FREEZE FRAME: “Fist Fight,” “A Cure for Wellness,” “Toni Erdmann,” “Neruda,” “The Great Wall”

Yet again, Hollywood mistakes vulgarity for wit. Charlie Day and Ice Cube star in “Fist Fight,” an R-rated comedy about a wimpy teacher challenged to an afterschool brawl by a testy fellow educator. This mean-spirited vehicle manages to pummel a few crass laughs from the audience, but it may make you want to punch the screenwriters.

 

Style over substance isn’t necessarily a bad thing. But in the case of the gothic horror flick “A Cure for Wellness,” the style chokes out any substance. Filmmaker Gore Verbinski, best known for the “Pirates of the Caribbean” movies, allows the visual razzle-dazzle to overwhelm an interesting premise and a strong cast.

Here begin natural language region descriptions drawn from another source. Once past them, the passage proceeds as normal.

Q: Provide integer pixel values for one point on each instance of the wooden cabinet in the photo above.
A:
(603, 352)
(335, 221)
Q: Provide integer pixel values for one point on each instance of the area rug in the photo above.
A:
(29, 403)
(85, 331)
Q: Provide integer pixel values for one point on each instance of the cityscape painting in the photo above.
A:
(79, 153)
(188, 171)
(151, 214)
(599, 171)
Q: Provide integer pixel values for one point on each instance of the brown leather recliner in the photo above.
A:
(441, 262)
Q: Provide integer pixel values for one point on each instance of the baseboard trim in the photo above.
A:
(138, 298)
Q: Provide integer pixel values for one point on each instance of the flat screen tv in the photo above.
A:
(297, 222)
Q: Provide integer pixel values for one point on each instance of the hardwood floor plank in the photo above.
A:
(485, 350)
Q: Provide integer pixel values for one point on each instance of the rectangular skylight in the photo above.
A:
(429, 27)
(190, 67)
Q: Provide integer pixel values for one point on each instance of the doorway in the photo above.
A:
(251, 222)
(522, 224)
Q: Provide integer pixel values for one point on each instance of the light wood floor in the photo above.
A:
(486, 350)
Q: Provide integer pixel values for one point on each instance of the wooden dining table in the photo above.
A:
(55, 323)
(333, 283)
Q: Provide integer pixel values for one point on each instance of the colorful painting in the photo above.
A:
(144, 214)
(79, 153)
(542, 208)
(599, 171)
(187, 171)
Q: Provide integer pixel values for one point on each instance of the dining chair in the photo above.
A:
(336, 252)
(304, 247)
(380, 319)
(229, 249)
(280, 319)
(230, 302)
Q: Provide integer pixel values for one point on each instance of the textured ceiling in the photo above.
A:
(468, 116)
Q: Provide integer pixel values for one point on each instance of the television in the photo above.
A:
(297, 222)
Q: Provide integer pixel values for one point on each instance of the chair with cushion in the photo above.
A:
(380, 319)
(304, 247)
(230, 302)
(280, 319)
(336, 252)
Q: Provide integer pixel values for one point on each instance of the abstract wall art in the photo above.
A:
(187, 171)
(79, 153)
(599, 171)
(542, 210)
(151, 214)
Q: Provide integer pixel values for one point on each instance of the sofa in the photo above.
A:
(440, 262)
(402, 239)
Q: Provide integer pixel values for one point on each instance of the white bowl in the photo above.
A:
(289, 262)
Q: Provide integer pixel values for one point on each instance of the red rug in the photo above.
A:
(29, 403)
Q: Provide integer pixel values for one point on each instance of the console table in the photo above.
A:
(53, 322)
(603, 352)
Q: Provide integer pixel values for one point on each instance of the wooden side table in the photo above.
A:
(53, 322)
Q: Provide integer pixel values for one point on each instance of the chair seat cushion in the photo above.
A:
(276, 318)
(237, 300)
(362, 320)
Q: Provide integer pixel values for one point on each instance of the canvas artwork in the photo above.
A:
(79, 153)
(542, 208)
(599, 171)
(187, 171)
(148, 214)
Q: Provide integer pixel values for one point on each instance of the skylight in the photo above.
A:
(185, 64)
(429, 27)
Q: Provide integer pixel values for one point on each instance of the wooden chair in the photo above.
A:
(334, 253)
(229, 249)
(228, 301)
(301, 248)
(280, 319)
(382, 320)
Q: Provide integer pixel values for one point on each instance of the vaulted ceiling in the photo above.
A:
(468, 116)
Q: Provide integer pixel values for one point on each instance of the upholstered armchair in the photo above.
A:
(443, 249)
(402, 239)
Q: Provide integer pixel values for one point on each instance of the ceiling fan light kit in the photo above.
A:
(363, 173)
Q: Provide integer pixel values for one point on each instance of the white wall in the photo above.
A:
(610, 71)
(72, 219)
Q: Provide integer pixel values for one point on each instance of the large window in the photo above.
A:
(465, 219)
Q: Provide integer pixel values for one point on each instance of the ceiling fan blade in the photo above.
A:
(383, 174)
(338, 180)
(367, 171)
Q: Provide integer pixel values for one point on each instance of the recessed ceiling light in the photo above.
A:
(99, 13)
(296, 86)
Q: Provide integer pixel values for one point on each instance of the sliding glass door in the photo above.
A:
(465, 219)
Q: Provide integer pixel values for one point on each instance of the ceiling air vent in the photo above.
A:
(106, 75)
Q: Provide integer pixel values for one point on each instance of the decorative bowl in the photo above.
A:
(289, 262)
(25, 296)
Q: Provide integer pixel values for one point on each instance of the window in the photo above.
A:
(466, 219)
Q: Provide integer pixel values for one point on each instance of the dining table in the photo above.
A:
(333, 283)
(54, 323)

Dane DeHann is a business executive who travels to a creepy health resort in the Swiss Alps to bring back his vacationing boss, but winds up a patient instead. Overlong and overblown, “A Cure for Wellness” is too dark to be campy fun.

 

“Toni Erdmann” is an Oscar-nominated black comedy from Germany about a man who creates a fake persona to worm his way back into the life of his estranged daughter, an ambitious corporate type. It’s brilliant in a number of ways, but its deliberate pace, considerable length and frank sexuality may be off-putting to many viewers.

 

“Neruda” is a Chilean film about a policeman, played by Gael Garcia Bernal, who pursues the titular Communist poet who went into hiding in the 1940s to escape persecution by Chile’s right wing government. Beautifully shot and produced, Pablo Larrain’s film isn’t so much about the title character as it is a poetic view of obsession.

 

The great Chinese filmmaker Zhang Yimou tries his hand at an English-language, Hollywood-style spectacle, complete with hoards of monsters and an American star, Matt Damon.  The visuals are spectacular, but this fantasy action movie lacks the depth of most of Zhang Yimou’s work.